Wikidata:WikidataCon 2017/Notes/Creating a collaborative ontology for Wikidata

From Wikidata
Jump to navigation Jump to search

Title: Creating a collaborative ontology for Wikidata

  • Note-taker(s): Thiemo

Speaker(s)[edit]

Abstract[edit]

Creating a collaborative ontology for Wikidata is not exactly an easy task. External ontologies have provided guidelines, but also conflicting views on modeling or core concept trees, so Wikidata had to create its own ontology. Ontology problems have been constantly discussed in Project Chat and in Wikidata:WikiProject Ontology, so I would like a meeting to discuss how the creation process is going, how Wikidatans have collaborated (or not) to create one or several ontologies, how similar has been the process in Wikidata compared to other collaborative ontologies, and which are the most pressing issues that need to be addressed. Finally, it would be nice to hear as many opinions as possible as to how to move forward.

Collaborative notes of the session[edit]

Dealing with a lot of problem modelling data.

There was no study related to this. Studies about Wikidata are rare. None about ontologies.

One study found about ontologies: Collaborative ontology engeneering projects (Strohmaier 2012)

  • Foundings from said study:

For all ontology datasets, only very few users contribute a lot (power law). Assumption: Looks like it's like this on Wikidata. Preservation rate averages at 80~90%. Again, looks like it fits Wikidata.

  • Another paper cited:

Cluster analysis on users done, found heavy specialization.

Turns out the author of the cited paper is in the room.

Markus is mentioned as author of an other paper.

Wikidata is not a real ontology project. They work on the data, not on a model.

Wikidata vs. ontology: Wikidata makes it easy to work without much knowledge.

Problems
  • No experts.
  • No regulation or supervision
  • Open to everybody.
  • Users mostly come up with individual decisions.
  • Bots are messing a lot. A lot. :-(
  • Example: ProteinBoxBot keeps adding instance of to classes of diseases. :-(
  • Deleting doesn't help. :-(
  • Talking to bot author might help, until the next bot comes. :-(
  • "Concept" is not properly used.

There are items "Crew of 1", which is an instance of "Crew member", which is a subclass of "Social group". All made up. No references. Probably well meant, but hurts.

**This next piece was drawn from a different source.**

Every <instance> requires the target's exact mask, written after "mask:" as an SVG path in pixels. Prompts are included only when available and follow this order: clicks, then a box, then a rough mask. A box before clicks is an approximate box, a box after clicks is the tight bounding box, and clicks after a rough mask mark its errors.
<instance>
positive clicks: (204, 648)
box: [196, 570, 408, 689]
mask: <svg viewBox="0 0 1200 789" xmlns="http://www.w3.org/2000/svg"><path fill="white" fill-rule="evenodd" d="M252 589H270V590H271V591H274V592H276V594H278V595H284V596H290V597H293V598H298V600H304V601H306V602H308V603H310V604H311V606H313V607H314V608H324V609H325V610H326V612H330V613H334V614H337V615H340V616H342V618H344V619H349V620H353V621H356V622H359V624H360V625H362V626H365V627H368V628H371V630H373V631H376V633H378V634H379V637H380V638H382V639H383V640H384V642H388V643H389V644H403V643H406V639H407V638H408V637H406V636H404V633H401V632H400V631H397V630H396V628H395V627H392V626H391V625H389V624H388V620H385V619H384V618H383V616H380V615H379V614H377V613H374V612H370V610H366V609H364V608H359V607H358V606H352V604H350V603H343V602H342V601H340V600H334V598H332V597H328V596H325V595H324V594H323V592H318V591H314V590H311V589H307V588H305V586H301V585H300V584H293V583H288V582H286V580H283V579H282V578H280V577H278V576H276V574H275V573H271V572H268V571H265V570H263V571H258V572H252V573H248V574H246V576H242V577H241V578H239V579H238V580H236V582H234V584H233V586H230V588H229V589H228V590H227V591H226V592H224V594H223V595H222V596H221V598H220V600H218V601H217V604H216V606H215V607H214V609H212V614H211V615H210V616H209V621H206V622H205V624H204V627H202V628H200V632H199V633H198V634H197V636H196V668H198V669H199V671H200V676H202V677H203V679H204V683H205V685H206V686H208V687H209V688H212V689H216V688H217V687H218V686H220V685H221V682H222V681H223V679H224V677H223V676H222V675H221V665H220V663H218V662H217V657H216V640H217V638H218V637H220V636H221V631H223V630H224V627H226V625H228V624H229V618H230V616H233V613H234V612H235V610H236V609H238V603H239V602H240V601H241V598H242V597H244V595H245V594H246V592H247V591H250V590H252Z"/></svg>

Later it turned out this was a Russian user, and if this makes sense or not might have something to do with the language.

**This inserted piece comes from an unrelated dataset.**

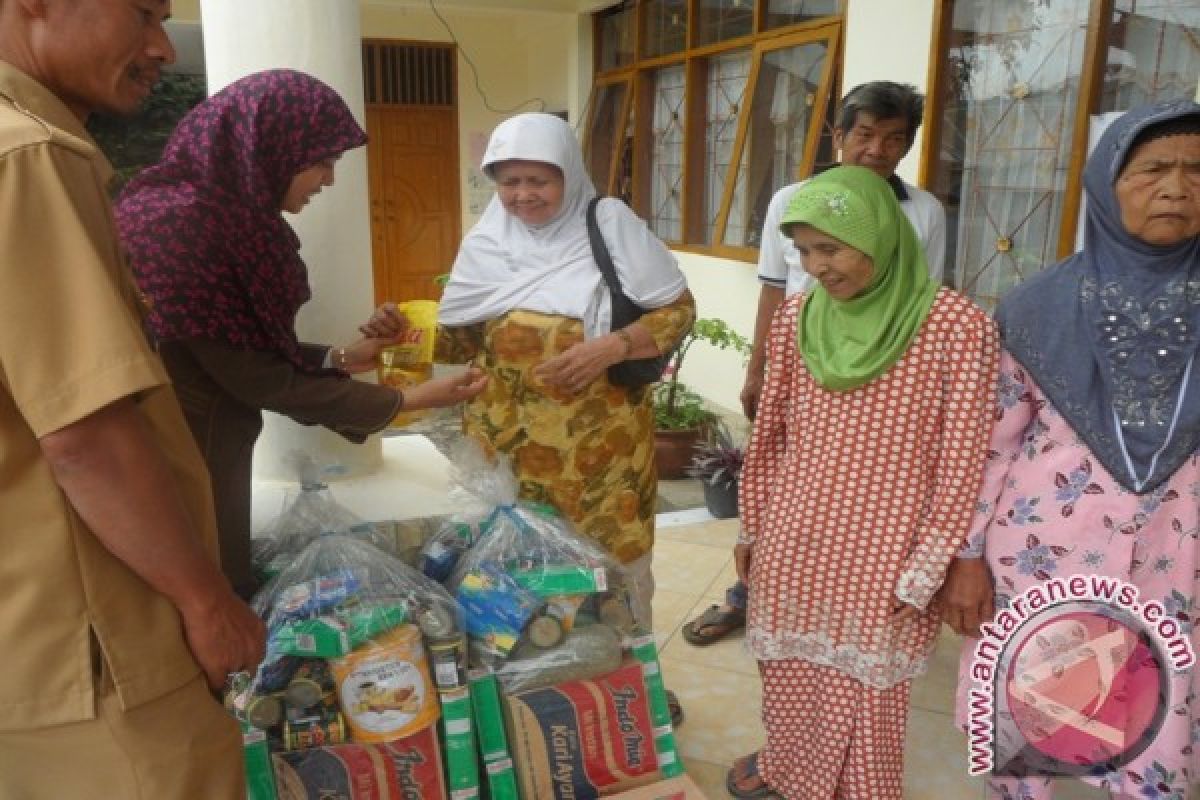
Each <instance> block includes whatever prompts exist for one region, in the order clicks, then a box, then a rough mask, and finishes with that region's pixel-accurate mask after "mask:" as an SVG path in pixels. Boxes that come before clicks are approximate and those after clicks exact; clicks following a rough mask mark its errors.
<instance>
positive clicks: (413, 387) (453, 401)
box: [402, 367, 487, 411]
mask: <svg viewBox="0 0 1200 800" xmlns="http://www.w3.org/2000/svg"><path fill="white" fill-rule="evenodd" d="M485 386H487V373H485V372H484V371H482V369H480V368H479V367H468V368H467V371H466V372H463V373H462V374H460V375H450V377H448V378H433V379H431V380H426V381H425V383H424V384H420V385H418V386H412V387H409V389H406V390H404V405H403V407H402V409H403V410H406V411H415V410H416V409H421V408H443V407H445V405H457V404H458V403H462V402H466V401H469V399H470V398H472V397H474V396H475V395H478V393H479V392H481V391H484V387H485Z"/></svg>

Wikidata:WikiProject Ontology/Modelling is mentioned.

Problem is that we need to discuss and agree.

Question to the audience: What to do? Where to start? Is it already too late?

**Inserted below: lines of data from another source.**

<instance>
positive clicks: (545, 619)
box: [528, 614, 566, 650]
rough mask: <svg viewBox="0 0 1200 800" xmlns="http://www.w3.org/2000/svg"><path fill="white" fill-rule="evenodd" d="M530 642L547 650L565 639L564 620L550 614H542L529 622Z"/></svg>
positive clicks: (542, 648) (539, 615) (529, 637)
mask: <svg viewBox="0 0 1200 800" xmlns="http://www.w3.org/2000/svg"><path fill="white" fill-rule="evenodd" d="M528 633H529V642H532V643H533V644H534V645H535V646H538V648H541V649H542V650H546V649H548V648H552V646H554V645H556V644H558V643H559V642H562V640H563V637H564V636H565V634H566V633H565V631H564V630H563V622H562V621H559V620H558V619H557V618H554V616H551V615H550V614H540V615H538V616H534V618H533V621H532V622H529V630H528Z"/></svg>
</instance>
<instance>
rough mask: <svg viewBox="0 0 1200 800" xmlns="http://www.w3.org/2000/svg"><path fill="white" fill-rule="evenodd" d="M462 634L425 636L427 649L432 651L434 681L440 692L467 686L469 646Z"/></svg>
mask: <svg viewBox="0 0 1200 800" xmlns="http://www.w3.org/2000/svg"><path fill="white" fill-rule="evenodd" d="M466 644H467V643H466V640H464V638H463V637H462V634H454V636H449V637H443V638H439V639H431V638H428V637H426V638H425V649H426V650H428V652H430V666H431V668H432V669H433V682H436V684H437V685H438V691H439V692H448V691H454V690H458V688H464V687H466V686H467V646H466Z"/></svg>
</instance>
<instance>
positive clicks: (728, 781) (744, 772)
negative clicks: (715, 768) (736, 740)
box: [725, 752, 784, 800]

Advice from the audience: Create a WikiProject and document decisions. You can point later editors to this decision. It works. Slowly, but it works.

You must discuss. You can not go alone. Form a group that has the same goal.

Come to the IRC channel. We will talk and explain, and even block people if necessary.

You really need to explain to every single user why you are doing what you are doing.

I even have pre-recorded messages for specific mistakes people constantly do (e.g. misunderstanding with name properties).

Remark from the audience: A lot grew naturally.

People are in fact alone, or in very small groups.

Some properties are just there because very few asked for it, and nobody really discussed.

Suggestion: Show the consequence of an edit (e.g. adding an instance of) more directly.

Q: Why would somebody add "wrong" stuff? Because she truely believes it is correct.

Suggestion: Don't delete wrong stuff, mark it as deprecated instead, and even add a qualifier leaving a visible reason for the deprecation.

Q: That user adding wrong stuff, was he using the wikidata.org interface? Yes. One user is already blocked. The other only adds "dubious" statements.

Q: What to do with the bots? Report and ask for a temporary block. Bots are only part of the problem. Users can use stuff like QuickStatements.

Q: My main issue is the complexity of ontologies on Wikidata. Heavy barrier for new users. Can we please keep the ontology simple?

Discussion about instance of and subclass of and how they currently form bad ontologies. There are circles of instance of.

Remark: Without a use case people can not understand what the consequences of their modelling are.

Classical example: are colors instances or subclasses?